The versatility is also the best solution for project manager Ingennus Urban Consulting, Elena Vallino, who said that now that most demand is to transform interior spaces outdoors. Thus, the terraces that open and close, to be able to enjoy them both in the warmest and coldest months, will be one of the most sought-after elements, according to the architect. An example of this adaptability are all the hybrid corners that were created when smoking was banned in establishments, also the transparent shells that cover the lids that rest on the bars of the bars. “We have a great ability to reinvent ourselves,” celebrated the expert.

The co-founder of Grupo Nomo Ramón Jiménez commented that, in his opinion, an interesting way to achieve this elasticity in spaces is through the design of compartments . “The restaurant can be very large, but the customer does not have to see 120 people dining with him,” he said. Even in open spaces, the regulations, which have been imposed as a result of Covid-19, require a greater separation between tables, something that, according to experts, could be maintained after the pandemic. “It is not just a question of health, but also of privacy,” claimed Vallino.
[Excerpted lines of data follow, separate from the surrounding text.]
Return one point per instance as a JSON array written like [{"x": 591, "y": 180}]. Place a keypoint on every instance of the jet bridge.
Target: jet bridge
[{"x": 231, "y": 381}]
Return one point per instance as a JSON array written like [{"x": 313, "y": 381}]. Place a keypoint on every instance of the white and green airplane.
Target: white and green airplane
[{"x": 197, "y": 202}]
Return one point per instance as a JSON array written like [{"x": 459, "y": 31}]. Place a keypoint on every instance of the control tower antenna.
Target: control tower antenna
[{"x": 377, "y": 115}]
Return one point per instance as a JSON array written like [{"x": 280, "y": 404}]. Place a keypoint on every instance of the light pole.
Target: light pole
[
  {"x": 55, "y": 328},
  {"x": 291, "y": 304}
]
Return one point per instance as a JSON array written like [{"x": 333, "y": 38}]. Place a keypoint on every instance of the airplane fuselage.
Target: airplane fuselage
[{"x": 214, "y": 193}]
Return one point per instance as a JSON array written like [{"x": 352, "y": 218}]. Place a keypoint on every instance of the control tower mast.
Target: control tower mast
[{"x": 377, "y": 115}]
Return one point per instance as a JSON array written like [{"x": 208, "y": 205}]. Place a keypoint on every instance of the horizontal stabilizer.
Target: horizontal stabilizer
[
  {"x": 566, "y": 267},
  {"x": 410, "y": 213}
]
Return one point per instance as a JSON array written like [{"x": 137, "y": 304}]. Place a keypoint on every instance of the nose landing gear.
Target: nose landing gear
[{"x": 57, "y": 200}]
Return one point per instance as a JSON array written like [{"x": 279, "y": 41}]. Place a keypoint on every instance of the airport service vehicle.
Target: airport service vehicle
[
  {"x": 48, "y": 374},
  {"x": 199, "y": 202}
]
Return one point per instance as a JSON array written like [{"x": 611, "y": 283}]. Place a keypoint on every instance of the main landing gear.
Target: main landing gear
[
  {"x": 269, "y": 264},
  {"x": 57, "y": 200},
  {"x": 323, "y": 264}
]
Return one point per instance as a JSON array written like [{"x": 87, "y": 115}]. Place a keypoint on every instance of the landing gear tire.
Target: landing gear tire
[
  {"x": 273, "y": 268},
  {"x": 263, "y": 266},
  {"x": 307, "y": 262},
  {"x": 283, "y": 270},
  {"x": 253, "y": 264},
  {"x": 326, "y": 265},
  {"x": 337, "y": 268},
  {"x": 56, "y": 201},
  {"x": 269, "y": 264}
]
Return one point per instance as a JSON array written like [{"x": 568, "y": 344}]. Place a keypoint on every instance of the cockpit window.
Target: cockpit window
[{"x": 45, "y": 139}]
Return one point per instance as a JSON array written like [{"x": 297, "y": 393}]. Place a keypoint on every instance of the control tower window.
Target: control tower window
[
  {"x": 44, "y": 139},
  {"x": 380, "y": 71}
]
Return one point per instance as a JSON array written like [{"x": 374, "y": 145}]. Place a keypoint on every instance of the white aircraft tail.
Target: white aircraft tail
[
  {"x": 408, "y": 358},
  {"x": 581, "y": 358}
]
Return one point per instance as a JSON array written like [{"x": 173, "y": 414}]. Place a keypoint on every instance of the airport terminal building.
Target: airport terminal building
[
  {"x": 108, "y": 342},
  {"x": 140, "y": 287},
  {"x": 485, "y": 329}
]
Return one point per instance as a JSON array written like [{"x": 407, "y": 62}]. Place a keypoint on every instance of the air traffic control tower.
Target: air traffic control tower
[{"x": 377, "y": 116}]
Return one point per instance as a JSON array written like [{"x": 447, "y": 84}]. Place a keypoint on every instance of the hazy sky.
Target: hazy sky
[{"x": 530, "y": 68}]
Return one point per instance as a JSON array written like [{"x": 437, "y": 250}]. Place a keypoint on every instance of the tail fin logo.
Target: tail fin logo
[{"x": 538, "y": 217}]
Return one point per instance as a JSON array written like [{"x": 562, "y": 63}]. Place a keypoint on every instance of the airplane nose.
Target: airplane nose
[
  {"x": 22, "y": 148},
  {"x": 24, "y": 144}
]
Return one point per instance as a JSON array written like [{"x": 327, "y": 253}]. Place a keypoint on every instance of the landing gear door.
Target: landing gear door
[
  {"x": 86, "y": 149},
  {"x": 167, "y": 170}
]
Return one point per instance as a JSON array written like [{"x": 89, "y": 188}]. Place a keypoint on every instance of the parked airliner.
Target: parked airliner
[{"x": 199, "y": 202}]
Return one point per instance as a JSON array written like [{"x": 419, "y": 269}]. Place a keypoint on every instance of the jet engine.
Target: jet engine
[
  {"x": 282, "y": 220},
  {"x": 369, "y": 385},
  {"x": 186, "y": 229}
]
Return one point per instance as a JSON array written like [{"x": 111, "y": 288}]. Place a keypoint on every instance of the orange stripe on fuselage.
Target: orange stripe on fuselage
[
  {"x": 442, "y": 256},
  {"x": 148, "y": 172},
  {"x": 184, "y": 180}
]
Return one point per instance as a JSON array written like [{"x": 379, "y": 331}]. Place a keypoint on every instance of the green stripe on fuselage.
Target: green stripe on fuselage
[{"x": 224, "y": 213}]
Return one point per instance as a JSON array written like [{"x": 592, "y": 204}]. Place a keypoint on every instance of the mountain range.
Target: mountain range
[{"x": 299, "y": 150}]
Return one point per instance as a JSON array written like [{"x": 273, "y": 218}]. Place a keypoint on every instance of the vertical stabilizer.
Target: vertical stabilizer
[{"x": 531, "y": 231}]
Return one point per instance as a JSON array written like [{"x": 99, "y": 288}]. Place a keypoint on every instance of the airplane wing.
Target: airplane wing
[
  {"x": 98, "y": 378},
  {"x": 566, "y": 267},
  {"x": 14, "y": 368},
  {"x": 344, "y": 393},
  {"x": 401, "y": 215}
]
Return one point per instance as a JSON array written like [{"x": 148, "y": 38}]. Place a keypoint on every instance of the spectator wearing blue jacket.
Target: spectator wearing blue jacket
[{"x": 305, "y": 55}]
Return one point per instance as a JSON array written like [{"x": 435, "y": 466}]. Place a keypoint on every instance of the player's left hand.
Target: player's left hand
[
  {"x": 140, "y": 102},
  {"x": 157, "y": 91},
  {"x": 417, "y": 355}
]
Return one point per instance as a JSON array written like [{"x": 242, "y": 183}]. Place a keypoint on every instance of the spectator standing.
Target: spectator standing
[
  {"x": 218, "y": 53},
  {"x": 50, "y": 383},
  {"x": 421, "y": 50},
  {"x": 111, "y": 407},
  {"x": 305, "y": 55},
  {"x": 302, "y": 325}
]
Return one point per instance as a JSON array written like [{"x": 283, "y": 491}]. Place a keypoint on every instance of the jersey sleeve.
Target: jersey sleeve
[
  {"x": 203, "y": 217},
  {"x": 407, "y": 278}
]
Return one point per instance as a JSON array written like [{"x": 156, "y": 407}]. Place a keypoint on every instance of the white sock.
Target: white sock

An aspect that, according to Merry del Val recognized, controls the luxury industry well . “These spaces will have to change little because they already respected the measures before, although it can also be an opportunity to make conventional hotels more comfortable,” he underlined. The issue, as pointed out by the International Hospitality Projects (IHP) consultant Ignacio V. Sandoval, is to be realistic and not lose the economic point of view, especially if one takes into account that these circumstances are temporary. “When it returns to normal, the distance will be cut again because there are sites that need a certain number of tables to be profitable,” he recalled. One more argument in favor of flexibility.

For her part, Mercedes Isasa, from TBC Interiorismo, encouraged the use of digital tools to improve the hygiene level of establishments. “There are technologies for everything from bidi codes to consult the menu to elevators that can be controlled with the voice so that they do not need to be touched,” he developed.